Why Investing is Part of Personal Finance
For many of us our personal finance stops at anything more difficult then balancing a check book or figuring out what bills we HAVE to pay. Investing is something done by professionals. I may use my personal finance skills to determine how much money I have for retirement, but that money gets thrown over the fence to a money manager where I don’t look at it until I need 401k loans.
If this sounds like you (and it sounded like me for years) you need to know what you are losing. By not knowing how to invest you’re losing the fundamental understanding of how compounding money works. When you learn stock market skills you learn how to determine value in things your purchase. If you combine these two skills you will make better personal finance decisions because you truly understand what you are losing by not investing the money.

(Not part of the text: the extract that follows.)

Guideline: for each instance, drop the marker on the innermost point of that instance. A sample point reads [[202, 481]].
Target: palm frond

For example, it’s easy to think that eating out is worth the extra $5 a day you spend because of all the hassle of cooking in cleaning. You don’t even mind when you hear that $5 a day adds up to $1,825 per year. Your money understanding is stuck in today dollars not invested dollars.
If you invested for yourself you’d know it’s not unreasonable to earn 10% per year from your money and that money you earn will earn you more money the next, otherwise known as compounding interest. In our example at 10% invested for 20 years you’d now have an account worth $104,000 when you only saved $36,500. How does that burger taste now?
Most would say personal finance is about planning your financial life. Having money earning money is what frees you up from working forever. When your investments earn more than you do you are free. How can you plan how much you need to save for this to happen until you understand investments, stock markets, real estate, bonds well enough to feel confident that you plan will get you where you want to go?
Without confidence you won’t follow the plan, spend on the short term pleasures, and end up wondering where all that money went.